Orlando Sentinel

‘Notorious RBG’ film peers past her notoriety

- By David Bauder

NEW YORK — So how do you ask 85-year-old Supreme Court Justice Ruth Bader Ginsburg to let you bring video cameras into the gym to record her workout?

The answer, according to the makers of the “RBG” documentar­y that’s in theaters now and bound for CNN later this year, is “very meekly.”

A trainer pushing Ginsburg on the free weights provides one of the smileworth­y moments in the documentar­y, which puts meat behind the cultural phenomenon created by the 2015 book, “Notorious RBG: The Life and Times of Ruth Bader Ginsburg.”

The film’s story traces her legal work advancing rights for women leading up to her 1993 elevation to the top court, and her role as a justice since.

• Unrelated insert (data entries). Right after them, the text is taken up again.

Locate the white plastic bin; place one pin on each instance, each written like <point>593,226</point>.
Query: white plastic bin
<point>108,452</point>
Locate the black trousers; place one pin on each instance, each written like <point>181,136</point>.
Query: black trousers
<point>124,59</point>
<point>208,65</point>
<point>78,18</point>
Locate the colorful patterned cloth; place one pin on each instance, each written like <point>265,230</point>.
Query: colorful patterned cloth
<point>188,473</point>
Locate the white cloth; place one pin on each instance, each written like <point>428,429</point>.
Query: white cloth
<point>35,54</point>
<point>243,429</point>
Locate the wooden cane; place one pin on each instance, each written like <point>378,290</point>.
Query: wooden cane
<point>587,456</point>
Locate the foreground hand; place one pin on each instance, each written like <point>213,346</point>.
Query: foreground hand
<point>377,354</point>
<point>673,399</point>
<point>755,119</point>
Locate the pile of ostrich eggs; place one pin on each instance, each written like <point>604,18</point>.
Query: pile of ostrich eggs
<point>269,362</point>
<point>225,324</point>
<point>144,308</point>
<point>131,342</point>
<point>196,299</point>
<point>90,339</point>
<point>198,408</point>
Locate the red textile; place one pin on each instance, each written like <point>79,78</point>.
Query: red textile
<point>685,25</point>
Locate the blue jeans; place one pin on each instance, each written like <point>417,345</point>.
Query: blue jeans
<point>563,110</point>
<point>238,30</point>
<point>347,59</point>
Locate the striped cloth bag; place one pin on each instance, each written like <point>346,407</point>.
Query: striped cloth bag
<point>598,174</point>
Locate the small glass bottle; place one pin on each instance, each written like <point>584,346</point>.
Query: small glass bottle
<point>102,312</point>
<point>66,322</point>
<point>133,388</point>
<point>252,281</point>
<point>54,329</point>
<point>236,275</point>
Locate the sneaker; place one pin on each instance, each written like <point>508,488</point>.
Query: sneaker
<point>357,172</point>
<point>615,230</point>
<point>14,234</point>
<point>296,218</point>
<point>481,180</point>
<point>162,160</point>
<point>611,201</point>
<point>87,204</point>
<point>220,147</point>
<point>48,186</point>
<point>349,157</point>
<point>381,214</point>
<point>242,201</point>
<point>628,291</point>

Mixed in is the tender love story with her husband, Martin Ginsburg, who died in 2010, and rich personal touches including her friendship with the late Justice Antonin Scalia — bringing a liberal and conservati­ve together in a way that seems alien to modern Washington.

Watching the “Notorious RBG” fame, film director Betsy West said that “we felt that many of her millennial fans didn’t know her full story.”

For the workout scene, it had been West’s job to ask if Ginsburg would allow a camera. The request was met, as was often the case, with a dramatic pause. Then came the answer: “Yes, I think that would be possible.”